La récente conquête de Ramadi par le groupe Etat islamique éloigne encore plus aux yeux d’Abou Yasser la perspective d’une libération de Mossoul, sa ville et la première d’Irak à être tombée aux mains des jihadistes il y a un an. La reprise de Mossoul, le chef-lieu de la province de Ninive, est présentée comme l’objectif prioritaire et l’apogée de la contre-offensive antijihadiste en cours en Irak. Mais les habitants de la grande métropole du nord craignent que ce moment n’arrive jamais. «Nous avons été choqués d’apprendre que l’EI avait conquis Ramadi», témoigne Abou Yasser, préférant ne pas dévoiler son nom complet. La chute de Ramadi a douché les espoirs nés de la reprise de la ville de Tikrit à la fin mars. Le gouvernement avait alors promis une opération pour libérer la province d’Al-Anbar (ouest) mais ce sont au contraire les jihadistes qui ont renforcé leur emprise sur cette région proche de la Syrie. «Nous pensions cela impossible car le gouvernement et les tribus de Ramadi étaient censés travailler ensemble», explique Abou Yasser, commerçant de 44 ans, qui doute qu’il y ait aujourd’hui une «véritable volonté politique» de libérer Mossoul.
Offensive repoussée
L’offensive sur Mossoul a de fait été annoncée à plusieurs reprises depuis la chute de la ville le 10 juin. Elle devait d’abord être lancée vers la fin 2014, puis a été repoussée à avril-mai et ensuite à la fin 2015. Les responsables semblent aujourd’hui plus prudents et l’opération ne semble même plus envisagée. «Elle va être indéfiniment repoussée», estime Ayham Kamel, directeur pour le Moyen-Orient et l’Afrique du Nord au Eurasia Group. «Mossoul est une trop grande ville pour garantir un succès à court terme», selon lui. La bataille de Tikrit, dont la superficie ne représente environ que 10% de celle de Mossoul, a été facilitée par le fait qu’une grande partie de ses 200.000 habitants avaient quitté la ville.
Or à Mossoul, près de la moitié des deux millions de personnes y habitant avec l’offensive de l’EI y est restée, selon les estimations. Les habitants actuels ne peuvent pas la quitter sans s’engager à y revenir dans des délais impartis. S’ils désobéissent, leur maison ou leur voiture peut être saisie. La population majoritairement sunnite de Mossoul avait trouvé un répit appréciable après l’arrivée des jihadistes qui avait fait fuir les policiers chiites décriés pour leurs exactions. Mais depuis un an, les habitants ont découvert les méthodes de l’EI et assisté à des décapitations en public, des lapidations et des crucifixions, et beaucoup craignent pour leur sort. «Dans ma rue, il y a peut-être 50 maisons.
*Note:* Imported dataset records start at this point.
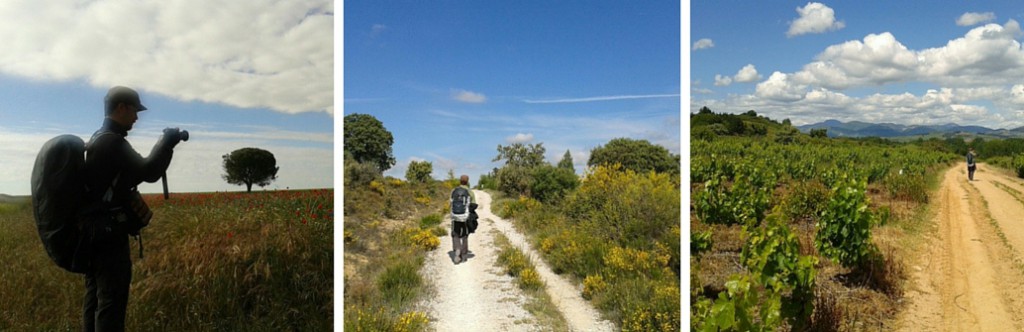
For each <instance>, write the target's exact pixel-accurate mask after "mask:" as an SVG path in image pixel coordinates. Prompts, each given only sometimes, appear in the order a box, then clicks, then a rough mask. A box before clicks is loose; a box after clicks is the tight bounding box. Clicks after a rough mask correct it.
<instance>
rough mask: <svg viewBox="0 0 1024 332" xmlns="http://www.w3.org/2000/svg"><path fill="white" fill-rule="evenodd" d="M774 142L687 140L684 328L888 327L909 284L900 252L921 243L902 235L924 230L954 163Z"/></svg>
mask: <svg viewBox="0 0 1024 332" xmlns="http://www.w3.org/2000/svg"><path fill="white" fill-rule="evenodd" d="M798 135H800V134H798ZM775 137H776V139H771V138H769V136H760V137H741V136H715V137H710V138H705V139H696V138H695V139H692V140H691V146H690V152H691V156H690V183H691V186H690V193H691V201H690V213H691V215H690V216H691V220H692V221H691V224H690V231H691V239H690V243H691V244H690V249H691V258H690V267H691V269H690V271H691V276H690V278H691V289H690V299H691V303H693V306H692V307H691V314H690V315H691V329H693V330H701V331H718V330H723V331H774V330H778V329H781V328H786V327H788V328H791V329H792V330H795V331H803V330H808V329H810V330H833V331H835V330H864V329H867V328H870V329H874V328H879V327H883V326H886V324H888V323H889V322H888V321H887V320H888V319H889V318H890V317H891V316H892V315H893V314H894V313H895V312H896V310H897V309H898V307H897V303H898V301H899V300H900V299H901V297H902V288H903V286H902V285H903V281H904V280H905V279H906V272H905V271H904V269H905V267H904V264H905V262H904V261H903V257H902V254H901V253H902V252H901V251H900V250H907V249H904V248H903V247H906V246H907V245H908V244H913V243H912V241H913V239H915V238H920V237H913V236H909V237H908V236H907V235H915V234H920V233H921V232H922V231H921V229H922V227H923V226H922V223H923V222H922V221H921V219H923V218H924V215H923V214H924V213H925V212H924V211H925V206H926V204H927V203H928V202H929V193H930V189H934V185H935V184H936V179H937V174H938V172H939V171H941V170H945V169H947V168H948V166H949V165H951V162H953V161H957V160H959V158H961V157H959V156H956V155H953V154H950V153H944V152H940V151H939V150H934V149H925V148H924V147H923V146H921V144H911V143H905V144H897V143H889V142H874V141H867V140H847V139H828V138H810V137H807V136H804V135H800V136H799V137H792V136H791V137H786V136H783V135H776V136H775ZM779 138H782V139H779ZM793 138H797V139H793ZM796 141H799V143H796Z"/></svg>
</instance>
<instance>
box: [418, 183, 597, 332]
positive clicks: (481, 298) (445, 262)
mask: <svg viewBox="0 0 1024 332" xmlns="http://www.w3.org/2000/svg"><path fill="white" fill-rule="evenodd" d="M474 195H475V196H476V201H477V203H478V204H479V207H478V208H477V210H476V211H477V214H478V215H479V216H480V226H479V229H477V231H476V233H475V234H473V235H471V236H470V237H469V251H470V255H469V259H468V260H467V261H464V262H461V263H459V264H455V263H454V262H453V259H452V258H453V252H452V238H451V237H447V236H445V237H441V246H440V248H438V249H436V250H433V251H431V252H430V253H428V254H427V261H426V262H425V263H424V267H423V269H422V271H421V275H423V277H424V278H425V280H427V281H428V282H429V283H431V284H432V287H433V289H434V290H435V292H434V294H433V295H432V296H431V297H430V298H428V299H427V300H426V301H425V302H424V306H426V312H427V313H428V315H429V316H430V321H431V327H432V328H434V329H435V330H436V331H552V330H553V329H552V328H551V327H550V326H544V324H539V323H538V320H537V319H535V318H534V316H532V315H530V314H529V312H527V310H526V309H524V308H523V307H524V305H525V304H526V303H527V299H526V297H525V296H524V295H523V293H522V292H521V291H520V290H519V288H518V287H517V286H516V284H515V281H514V280H513V279H512V278H511V277H508V276H506V275H505V274H504V269H503V268H502V267H499V266H496V264H495V262H496V260H497V257H498V248H495V245H494V236H495V234H496V233H502V234H504V235H505V236H506V237H507V238H508V239H509V242H511V243H512V244H513V245H515V246H517V247H519V249H520V250H522V251H523V253H525V254H526V255H527V256H532V257H534V263H535V264H536V265H537V266H536V267H537V272H538V275H540V276H541V279H542V280H544V283H545V285H546V291H547V293H548V295H549V296H550V297H551V298H552V302H554V304H555V306H556V307H557V308H558V310H559V312H560V314H561V316H562V317H564V318H565V323H566V325H568V327H569V328H570V329H571V330H573V331H613V330H614V326H613V325H612V324H611V323H610V322H608V321H604V320H602V319H601V318H600V315H599V314H598V313H597V310H595V309H594V308H593V306H592V305H591V304H590V303H589V302H587V301H586V300H584V299H583V297H582V296H581V295H580V289H579V287H578V286H574V285H572V284H570V283H568V282H567V281H565V280H564V279H563V278H561V277H560V276H557V275H555V274H554V273H552V272H551V268H550V267H548V266H547V264H545V263H544V261H543V260H541V258H540V256H539V255H538V254H537V253H536V252H535V251H534V250H532V249H531V248H529V244H528V243H527V241H526V240H525V237H523V235H521V234H519V233H518V232H517V231H515V229H513V227H512V223H511V222H509V221H508V220H505V219H502V218H500V217H498V216H497V215H495V214H494V213H493V212H492V210H490V196H489V195H487V194H486V193H484V192H480V191H474ZM443 223H444V224H445V226H446V227H447V226H451V221H446V220H445V221H443ZM450 231H451V230H450Z"/></svg>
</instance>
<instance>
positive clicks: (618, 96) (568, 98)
mask: <svg viewBox="0 0 1024 332" xmlns="http://www.w3.org/2000/svg"><path fill="white" fill-rule="evenodd" d="M678 96H679V93H675V94H630V95H605V96H593V97H583V98H562V99H523V100H522V101H523V102H526V103H559V102H591V101H608V100H623V99H646V98H670V97H678Z"/></svg>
Seule une famille soutient Daech (acronyme arabe pour l’EI)», assure un habitant s’exprimant sous le couvert de l’anonymat. «Mais nous avons peur de parler, même avec des amis. Nous avons peur d’être nous-mêmes (…) C’est uniquement quand nous nous enfermons chez nous en famille que nous pouvons dire ce que nous voulons».
«Situation meilleure»
Une série d’attaques à petite échelle à la fin 2014 avait laissé envisager un soulèvement de la population contre l’EI, mais cela n’a pas eu lieu. Entre-temps, le contexte national est resté problématique. Les forces kurdes ont montré peu d’intérêt à participer à une bataille qu’ils ne voient pas comme la leur, les troupes irakiennes demeurent insuffisamment formées pour assurer la victoire, et le recours aux milices chiites pour libérér Mossoul serait controversé. Les habitants «ont peur de Daech mais aussi de ceux qui viendront libérer Mossoul de Daech», souligne Salim al-Joubouri, président du Parlement et dignitaire sunnite.
Ils «doivent d’abord être persuadés que les forces venues les libérer leur offriront une situation meilleure que celle qu’ils vivent actuellement», explique-il à l’AFP. Reprise il y a plus de deux mois par les forces gouvernementales soutenues par des milices chiites, Tikrit est ainsi toujours une ville fantôme dont les habitants ont peur de revenir ou auxquels on a interdit de le faire.
A Mossoul, qui vit dans l’isolement, le temps passe lentement et les ressources se raréfient. «J’ai utilisé tout mon argent, emprunté à qui j’ai pu et vendu l’or de mon épouse. Je croule sous les dettes», explique l’habitant s’exprimant anonymement. «De nombreux habitants se sont débrouillés pour tenir un an, l’espoir leur a donné patience. Mais un an de plus ? Je ne sais pas».